An RNA-sequencing analysis to determine potential upstream transcriptional regulators of essential amino acid deficiency responses in bovine mammary epithelial cells
摘要
Essential amino acids (EAA) may alter bovine mammary epithelial cell (BMEC) activities through regulation of gene transcription. For this study, we used pathway analysis of RNA-sequencing data to identify upstream transcription factors (TF) that potentially mediate the effects of single EAA deficiency on BMEC. Differentiated BMEC were cultured in 1 of 4 treatment media representing normal physiological concentrations of all amino acids (CTL), or ¼ the normal concentration of histidine (LH), lysine (LK), or methionine (LM). After 48 h, rates of DNA synthesis were reduced 30 to 40% by each of the deficiencies. Protein synthesis rate was 30 to 50% lower in LK and LM but was unaffected by LH. Up-regulated upstream TF included those related to nutrient stress, interferon signaling, and suppression of cell population growth. Down-regulated TF were primarily related to cell cycle progression. An array of classic ATF4 targets increased in response to EAA deficiencies including amino acid transporters, branched-chain aminotransferase, aminoacyl-tRNA synthetases, sestrin2 (a leucine sensor), and activators of apoptosis. Interferon signaling emerged as a novel pathway activated by EAA deficiencies, possibly contributing to reduced cell proliferation and protein synthesis. In contrast, the MAPK signaling pathway was unaffected.
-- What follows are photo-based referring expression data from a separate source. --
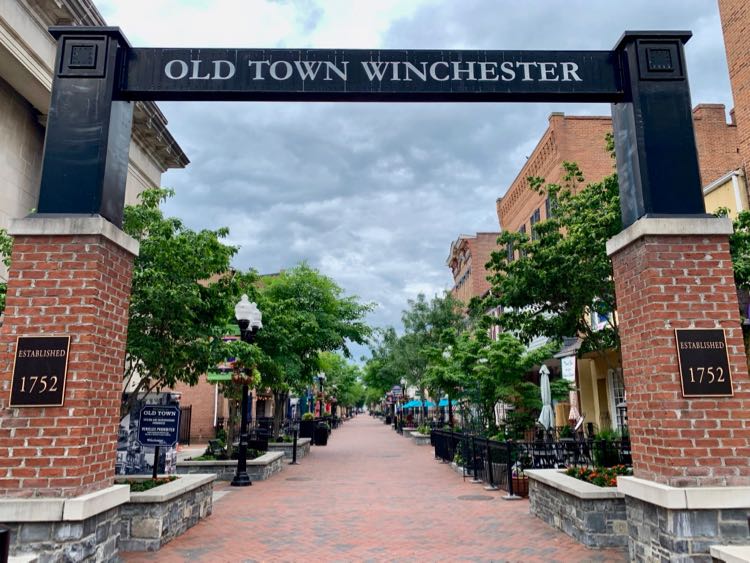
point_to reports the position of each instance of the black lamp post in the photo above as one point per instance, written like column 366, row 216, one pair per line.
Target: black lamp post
column 249, row 320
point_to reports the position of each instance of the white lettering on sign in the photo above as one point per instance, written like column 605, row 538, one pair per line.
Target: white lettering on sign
column 378, row 71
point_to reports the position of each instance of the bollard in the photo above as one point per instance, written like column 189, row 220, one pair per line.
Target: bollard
column 294, row 449
column 4, row 543
column 509, row 452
Expression of hypoxia-inducible factor 1α (HIF1A) increased, consistent with an anti-proliferative role. Downregulation of Forkhead box protein M1 (FOXM1) likely contributed to slower cell proliferation. These findings reveal a complex network of transcriptional regulators and signaling pathways influenced by EAA availability and shed light on the nutritional regulation of milk protein production by dairy cows.